Plot a univariate distribution along the x axis:
In [ ]:
import seaborn as sns; sns.set(style="white")
penguins = sns.load_dataset("penguins")
sns.histplot(data=penguins, x="flipper_length_mm")
Flip the plot by assigning the data variable to the y axis:
In [ ]:
sns.histplot(data=penguins, y="flipper_length_mm")
Check how well the histogram represents the data by specifying a different bin width:
In [ ]:
sns.histplot(data=penguins, x="flipper_length_mm", binwidth=3)
You can also define the total number of bins to use:
In [ ]:
sns.histplot(data=penguins, x="flipper_length_mm", bins=30)
Add a kernel density estimate to smooth the histogram, providing complementary information about the shape of the distribution:
In [ ]:
sns.histplot(data=penguins, x="flipper_length_mm", kde=True)
If neither x
nor y
is assigned, the dataset is treated as wide-form, and a histogram is drawn for each numeric column:
In [ ]:
iris = sns.load_dataset("iris")
sns.histplot(data=iris)
You can also draw multiple histograms from a long-form dataset with hue mapping:
In [ ]:
sns.histplot(data=penguins, x="flipper_length_mm", hue="species")
The default approach to plotting multiple distributions is to "layer" them, but you can also "stack" them:
In [ ]:
sns.histplot(data=penguins, x="flipper_length_mm", hue="species", multiple="stack")
Overlapping bars can be hard to visually resolve. A different approach would be to draw a step function:
In [ ]:
sns.histplot(penguins, x="flipper_length_mm", hue="species", element="step")
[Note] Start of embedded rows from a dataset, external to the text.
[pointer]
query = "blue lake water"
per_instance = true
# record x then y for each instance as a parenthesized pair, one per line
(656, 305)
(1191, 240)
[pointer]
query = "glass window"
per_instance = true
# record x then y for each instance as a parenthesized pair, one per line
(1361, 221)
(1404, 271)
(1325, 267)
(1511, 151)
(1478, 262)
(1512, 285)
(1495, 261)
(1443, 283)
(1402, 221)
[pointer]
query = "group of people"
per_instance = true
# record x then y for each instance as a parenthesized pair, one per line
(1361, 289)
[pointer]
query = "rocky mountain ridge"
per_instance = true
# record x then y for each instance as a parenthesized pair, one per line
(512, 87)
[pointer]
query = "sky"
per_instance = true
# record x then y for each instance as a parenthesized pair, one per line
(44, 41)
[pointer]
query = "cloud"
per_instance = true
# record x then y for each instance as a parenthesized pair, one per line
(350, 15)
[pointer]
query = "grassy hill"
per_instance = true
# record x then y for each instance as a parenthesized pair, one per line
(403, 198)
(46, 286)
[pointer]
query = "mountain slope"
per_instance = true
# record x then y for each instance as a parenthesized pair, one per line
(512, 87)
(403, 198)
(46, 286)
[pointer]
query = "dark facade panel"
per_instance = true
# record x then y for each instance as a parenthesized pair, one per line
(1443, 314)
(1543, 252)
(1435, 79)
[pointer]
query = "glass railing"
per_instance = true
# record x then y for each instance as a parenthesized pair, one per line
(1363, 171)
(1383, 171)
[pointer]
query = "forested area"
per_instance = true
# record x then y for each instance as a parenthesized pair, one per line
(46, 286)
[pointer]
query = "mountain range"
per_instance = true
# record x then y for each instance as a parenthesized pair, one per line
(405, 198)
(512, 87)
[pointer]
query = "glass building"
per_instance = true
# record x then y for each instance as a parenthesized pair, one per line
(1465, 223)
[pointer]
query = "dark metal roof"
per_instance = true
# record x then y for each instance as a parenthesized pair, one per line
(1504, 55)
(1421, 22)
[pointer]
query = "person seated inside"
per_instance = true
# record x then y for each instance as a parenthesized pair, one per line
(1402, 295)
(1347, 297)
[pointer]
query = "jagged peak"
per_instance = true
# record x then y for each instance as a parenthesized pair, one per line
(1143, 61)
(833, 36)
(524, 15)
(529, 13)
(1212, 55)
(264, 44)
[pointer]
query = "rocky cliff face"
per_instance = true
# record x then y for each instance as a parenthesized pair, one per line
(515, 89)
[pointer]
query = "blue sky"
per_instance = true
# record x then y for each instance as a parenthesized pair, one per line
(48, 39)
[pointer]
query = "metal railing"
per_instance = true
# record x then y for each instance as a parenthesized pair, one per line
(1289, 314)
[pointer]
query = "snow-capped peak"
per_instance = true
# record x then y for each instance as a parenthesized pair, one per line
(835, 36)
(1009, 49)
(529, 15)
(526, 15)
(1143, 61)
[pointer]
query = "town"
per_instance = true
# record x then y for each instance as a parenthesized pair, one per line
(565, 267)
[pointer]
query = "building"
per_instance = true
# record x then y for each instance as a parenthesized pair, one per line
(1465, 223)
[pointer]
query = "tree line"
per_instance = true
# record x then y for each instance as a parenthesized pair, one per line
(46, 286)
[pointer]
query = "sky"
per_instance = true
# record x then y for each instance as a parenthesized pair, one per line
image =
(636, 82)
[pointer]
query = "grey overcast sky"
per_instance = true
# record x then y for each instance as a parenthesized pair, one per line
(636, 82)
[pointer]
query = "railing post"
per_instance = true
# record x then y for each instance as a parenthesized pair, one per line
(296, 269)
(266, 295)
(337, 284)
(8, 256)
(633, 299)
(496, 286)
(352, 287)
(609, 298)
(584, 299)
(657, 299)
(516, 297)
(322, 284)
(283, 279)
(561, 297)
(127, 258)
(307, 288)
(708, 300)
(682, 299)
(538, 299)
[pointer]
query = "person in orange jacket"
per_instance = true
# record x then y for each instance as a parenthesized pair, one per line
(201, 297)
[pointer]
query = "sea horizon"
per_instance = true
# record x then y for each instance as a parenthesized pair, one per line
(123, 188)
You can move even farther away from bars by drawing a polygon with vertices in the center of each bin. This may make it easier to see the shape of the distribution, but use with caution: it will be less obvious to your audience that they are looking at a histogram:
In [ ]:
sns.histplot(penguins, x="flipper_length_mm", hue="species", element="poly")
To compare the distribution of subsets that differ substantially in size, use indepdendent density normalization:
In [ ]:
sns.histplot(
penguins, x="culmen_length_mm", hue="island", element="step",
stat="density", common_norm=False,
)
It's also possible to normalize so that each bar's height shows a probability, which make more sense for discrete variables:
In [ ]:
tips = sns.load_dataset("tips")
sns.histplot(data=tips, x="size", stat="probability", discrete=True)
You can even draw a histogram over categorical variables (although this is an experimental feature):
In [ ]:
sns.histplot(data=tips, x="day", shrink=.8)
When using a hue
semantic with discrete data, it can make sense to "dodge" the levels:
In [ ]:
sns.histplot(data=tips, x="day", hue="sex", multiple="dodge", shrink=.8)
For heavily skewed distributions, it's better to define the bins in log space. Compare:
In [ ]:
planets = sns.load_dataset("planets")
sns.histplot(data=planets, x="distance")
To the log-scale version:
In [ ]:
sns.histplot(data=planets, x="distance", log_scale=True)
There are also a number of options for how the histogram appears. You can show unfilled bars:
In [ ]:
sns.histplot(data=planets, x="distance", log_scale=True, fill=False)
Or an unfilled step function:
In [ ]:
sns.histplot(data=planets, x="distance", log_scale=True, element="step", fill=False)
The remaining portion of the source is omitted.